The report states, "We have demonstrated significant improvements over existing systems on different types of references, with our smallest model achieving over a 5% absolute gain on screen references. Our large-scale model has greatly surpassed GPT-4 in performance."
However, researchers also cautioned that there are limitations to relying on automated parsing of screens. For more complex visual references, such as distinguishing multiple images, it may still be necessary to combine computer vision and multimodal techniques.
Although Apple has lagged behind its technological competitors in the rapidly evolving AI field, its progress in artificial intelligence research is quietly accelerating.
From multimodal models that integrate vision and language, to AI-driven animation tools, to technologies that build high-performance dedicated AI with budgets, Apple's research lab continues to achieve breakthroughs, demonstrating its rapidly increasing AI ambitions.
However, as a tech giant known for its secrecy, Apple faces fierce competition from companies such as Google, Microsoft, Amazon, and OpenAI. These companies have actively launched generative AI products in multiple fields such as search, office software, and cloud services.
For a long time, Apple has played the role of a fast follower rather than a pioneer.
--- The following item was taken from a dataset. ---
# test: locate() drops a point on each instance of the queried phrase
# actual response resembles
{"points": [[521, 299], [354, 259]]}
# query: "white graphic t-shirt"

However, it is now facing a market transformed at an astonishing speed by artificial intelligence. At the highly anticipated June Worldwide Developers Conference, Apple is expected to introduce a new large-scale language model framework, "Apple GPT" chatbot, and other AI-driven features in its ecosystem.
Apple CEO Tim Cook hinted during a recent earnings conference call, "We are excited to share details of our ongoing work in the AI field later this year." Although Apple is known for its secrecy, it is clear that its efforts in AI are sweeping and wide-ranging.
However, as the battle for AI dominance heats up, this iPhone manufacturer's late arrival has put it in an unusual position of weakness. While its strong financial resources, brand loyalty, elite engineers, and tightly integrated product portfolio provide opportunities for counterattacks, nothing is absolute in this high-stakes competition.
A new era is approaching, an era filled with ubiquitous and truly intelligent computing. By June, we will see if Apple has done enough to secure its place in shaping this new era.